The Kinks UK singles chronology
| "Shangri-La" (1969) | "Mr. Churchill Says" (1969) | "Lola" (1970) |

Arthur (Or the Decline and Fall of the British Empire) track listing
- 12 tracks Side one "Victoria"; "Yes Sir, No Sir"; "Some Mother's Son"; "Drivin'"; "Brainwashed"; "Australia"; Side two "Shangri-La"; "Mr. Churchill Says"; "She's Bought a Hat Like Princess Marina"; "Young and Innocent Days"; "Nothing to Say"; "Arthur";

= Mr. Churchill Says =

"Mr. Churchill Says" is a song written by Ray Davies and released by the Kinks. It appears on the 1969 album Arthur (Or the Decline and Fall of the British Empire).

==Lyrics and music==

The song is about the struggle of World War II on the people of Great Britain. The song paraphrases parts of several of Prime Minister Winston Churchill's famous speeches including "Never was so much owed by so many to so few", "We shall fight on the beaches", and "This was their finest hour". In addition to Winston Churchill, the song mentions several other political, military and popular figures who were prominent during the war including Max Aitken, 1st Baron Beaverbrook, Bernard Montgomery, 1st Viscount Montgomery of Alamein, Louis Mountbatten and Vera Lynn (quoting her song "We'll Meet Again").

The song features a striking example of integration of sound effects into an arrangement, in this case a vintage air-raid siren which introduces a new section. The Kinks had been experimenting with the use of sound effects since the 1966 Face to Face album. Ray Davies is also featured on lead vocals.

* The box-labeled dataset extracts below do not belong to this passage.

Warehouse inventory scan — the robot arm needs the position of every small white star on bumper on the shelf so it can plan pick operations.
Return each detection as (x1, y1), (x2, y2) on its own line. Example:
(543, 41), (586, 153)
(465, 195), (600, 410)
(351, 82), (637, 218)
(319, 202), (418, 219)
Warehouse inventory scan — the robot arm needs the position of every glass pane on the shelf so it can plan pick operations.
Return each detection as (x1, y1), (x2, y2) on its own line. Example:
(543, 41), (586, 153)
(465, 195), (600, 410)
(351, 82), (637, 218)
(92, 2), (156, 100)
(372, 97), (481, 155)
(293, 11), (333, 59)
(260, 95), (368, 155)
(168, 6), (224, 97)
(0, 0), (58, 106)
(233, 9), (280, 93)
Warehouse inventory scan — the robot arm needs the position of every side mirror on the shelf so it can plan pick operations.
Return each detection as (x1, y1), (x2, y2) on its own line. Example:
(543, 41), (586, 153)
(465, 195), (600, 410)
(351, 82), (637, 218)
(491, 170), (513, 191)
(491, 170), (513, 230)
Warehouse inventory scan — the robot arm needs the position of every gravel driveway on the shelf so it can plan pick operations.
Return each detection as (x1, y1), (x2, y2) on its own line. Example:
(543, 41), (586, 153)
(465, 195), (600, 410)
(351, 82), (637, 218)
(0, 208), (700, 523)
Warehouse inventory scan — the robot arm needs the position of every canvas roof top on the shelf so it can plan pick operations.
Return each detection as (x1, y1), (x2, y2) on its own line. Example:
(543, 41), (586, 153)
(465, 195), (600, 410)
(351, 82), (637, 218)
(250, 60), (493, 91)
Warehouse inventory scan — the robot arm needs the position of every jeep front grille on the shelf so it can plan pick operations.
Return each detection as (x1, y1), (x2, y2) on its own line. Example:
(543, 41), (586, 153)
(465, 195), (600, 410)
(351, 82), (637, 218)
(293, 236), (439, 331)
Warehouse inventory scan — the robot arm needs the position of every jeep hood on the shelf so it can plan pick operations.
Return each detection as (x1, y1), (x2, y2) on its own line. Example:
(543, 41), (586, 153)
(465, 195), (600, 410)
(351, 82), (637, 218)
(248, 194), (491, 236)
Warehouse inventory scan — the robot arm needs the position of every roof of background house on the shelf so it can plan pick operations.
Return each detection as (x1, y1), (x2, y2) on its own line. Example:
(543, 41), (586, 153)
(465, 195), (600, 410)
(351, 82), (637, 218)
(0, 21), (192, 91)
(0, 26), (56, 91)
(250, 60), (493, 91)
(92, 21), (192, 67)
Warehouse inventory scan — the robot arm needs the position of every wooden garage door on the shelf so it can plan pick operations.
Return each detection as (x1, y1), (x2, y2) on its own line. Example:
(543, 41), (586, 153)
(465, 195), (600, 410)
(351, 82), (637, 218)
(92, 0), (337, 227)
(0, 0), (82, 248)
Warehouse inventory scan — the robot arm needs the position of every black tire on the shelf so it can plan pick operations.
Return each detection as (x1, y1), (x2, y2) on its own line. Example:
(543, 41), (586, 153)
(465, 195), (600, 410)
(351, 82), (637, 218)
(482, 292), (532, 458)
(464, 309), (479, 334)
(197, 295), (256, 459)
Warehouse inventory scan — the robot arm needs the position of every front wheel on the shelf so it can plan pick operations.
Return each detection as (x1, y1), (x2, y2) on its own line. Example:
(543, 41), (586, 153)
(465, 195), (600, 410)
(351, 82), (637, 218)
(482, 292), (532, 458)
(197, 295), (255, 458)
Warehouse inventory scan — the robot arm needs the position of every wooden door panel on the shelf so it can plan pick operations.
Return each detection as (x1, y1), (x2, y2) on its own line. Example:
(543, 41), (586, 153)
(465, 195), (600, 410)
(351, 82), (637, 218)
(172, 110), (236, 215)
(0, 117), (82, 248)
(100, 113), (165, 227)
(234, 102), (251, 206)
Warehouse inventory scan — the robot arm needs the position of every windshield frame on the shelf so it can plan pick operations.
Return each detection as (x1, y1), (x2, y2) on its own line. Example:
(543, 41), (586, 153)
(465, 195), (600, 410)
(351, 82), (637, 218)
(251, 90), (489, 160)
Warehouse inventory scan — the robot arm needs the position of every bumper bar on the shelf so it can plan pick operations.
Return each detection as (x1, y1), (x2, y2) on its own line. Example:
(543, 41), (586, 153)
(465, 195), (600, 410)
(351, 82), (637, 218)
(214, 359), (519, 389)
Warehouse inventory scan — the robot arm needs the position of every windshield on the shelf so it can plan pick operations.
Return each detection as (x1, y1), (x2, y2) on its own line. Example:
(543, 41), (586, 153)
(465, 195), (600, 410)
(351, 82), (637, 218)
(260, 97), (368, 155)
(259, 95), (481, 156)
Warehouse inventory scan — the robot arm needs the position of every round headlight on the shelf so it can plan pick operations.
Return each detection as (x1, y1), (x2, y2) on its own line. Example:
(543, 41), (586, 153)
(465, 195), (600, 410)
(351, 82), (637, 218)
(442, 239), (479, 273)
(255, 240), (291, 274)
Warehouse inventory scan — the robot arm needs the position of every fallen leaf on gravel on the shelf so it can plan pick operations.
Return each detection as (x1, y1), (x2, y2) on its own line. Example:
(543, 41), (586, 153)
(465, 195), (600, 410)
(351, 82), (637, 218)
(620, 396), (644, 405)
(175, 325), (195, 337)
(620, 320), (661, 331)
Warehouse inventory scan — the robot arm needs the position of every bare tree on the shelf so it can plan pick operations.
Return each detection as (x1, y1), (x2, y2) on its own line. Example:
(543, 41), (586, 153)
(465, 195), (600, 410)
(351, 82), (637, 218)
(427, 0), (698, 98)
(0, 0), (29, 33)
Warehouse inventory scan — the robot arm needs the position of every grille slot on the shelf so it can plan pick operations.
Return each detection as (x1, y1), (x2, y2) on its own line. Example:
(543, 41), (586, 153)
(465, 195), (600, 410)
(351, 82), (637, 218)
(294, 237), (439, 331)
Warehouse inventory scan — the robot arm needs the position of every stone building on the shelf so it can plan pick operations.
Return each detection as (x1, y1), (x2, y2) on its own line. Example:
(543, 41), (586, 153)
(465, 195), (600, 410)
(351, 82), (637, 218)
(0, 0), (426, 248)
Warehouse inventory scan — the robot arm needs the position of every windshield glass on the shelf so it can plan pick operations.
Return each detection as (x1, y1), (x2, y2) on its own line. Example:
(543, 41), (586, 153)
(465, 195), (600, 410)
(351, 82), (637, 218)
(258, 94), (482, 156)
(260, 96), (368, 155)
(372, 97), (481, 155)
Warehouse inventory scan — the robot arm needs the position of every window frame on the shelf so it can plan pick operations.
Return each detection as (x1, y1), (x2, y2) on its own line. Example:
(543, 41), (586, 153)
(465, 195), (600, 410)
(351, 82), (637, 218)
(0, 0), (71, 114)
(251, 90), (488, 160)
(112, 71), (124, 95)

When talking about the song (and Churchill himself) soon after the album's release, Ray Davies stated, "Today TV exposes weaknesses in politicians. ... But I don't know about Winston Churchill. He may have been a bit more ruthless than we've been led to believe. When the battle's over and you've won, you always look good. But what was achieved by it?"

==Release and reception==

"Mr. Churchill Says" was first released as the second track on the second side of Arthur (Or the Decline and Fall of the British Empire), where it followed "Shangri-La". However, it saw single release on 12 December 1969, where it was released as the B-side of the "Victoria" single in Britain.

Unlike other tracks on Arthur (Or the Decline and Fall of the British Empire), "Mr. Churchill Says" has generally received mixed reviews from critics. Rolling Stones J.R. Young praised the track, saying that "on "Mr. Churchill Says" the band moves effortlessly into a three or four part number, changing the tempo, the mood, and the melody while never losing a superb dancing beat." However, in his book, Preservation: The Kinks' Music 1964–1974, Andrew Hickey said that the track is "one of the lesser songs on the album, but a necessary breather after the intensity of 'Shangri-La'."